In 1952, no network television programming was scheduled earlier than 10:00 a.m. (EST). NBC president Sylvester "Pat" Weaver created Today with the idea that people might watch TV early in the morning before going to work and sending their children off to school. The two-hour show, running from 7:00 a.m. to 9:00 a.m. (EST), was designed to unfold in small modular segments, with the expectation that few viewers would watch from beginning to end. News, interviews, feature stories, and weather were combined in an informal style by friendly hosts. Today went on the air on 14 January 1952 and has remained there with relatively minor changes ever since. It was not until 1954 that another network, CBS, scheduled a program, The Morning Show, in the same time slot, and it was not until the 1970s, when Good Morning, America was introduced on ABC, that any program challenged the ratings dominance of Today.

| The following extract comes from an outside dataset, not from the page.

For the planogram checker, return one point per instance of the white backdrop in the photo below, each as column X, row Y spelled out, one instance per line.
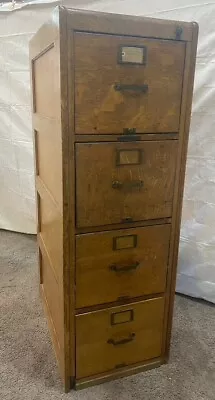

Fifty years after the beginning of Today, all early morning network shows were essentially copies of it. Today replaced the daily newspaper as a first source of information for millions of Americans at the start of each day, providing news and weather reports as well as discussions of books, trends, and other cultural and domestic topics.

From 1952 to 1961, the Today team included Dave Garroway, Betsy Palmer, Jack Lescoulie, Frank Blair, and for a few years of comic relief, a chimpanzee named J. Fred Muggs. In 1961, the news department at NBC took over production of the show, and the lead host position went successively to John Chancellor (19611962), Hugh Downs (19621971), and Frank McGee (19711974). Barbara Walters became the first woman to co-host the show, which she did from 1974 to 1976. Walters was paired with a series of co-hosts until Jim Hartz got the permanent job. In 1976, Walters and Hartz were replaced by Tom Brokaw (19761981) and Jane Pauley (19761989). Subsequent hosts included Bryant Gumbel (19821997), Deborah Norville (19891991), Katie Couric (1991), and Matt Lauer (1997).

BIBLIOGRAPHY

Kessler, Judy. Inside Today: The Battle for the Morning. New York: Villard, 1992.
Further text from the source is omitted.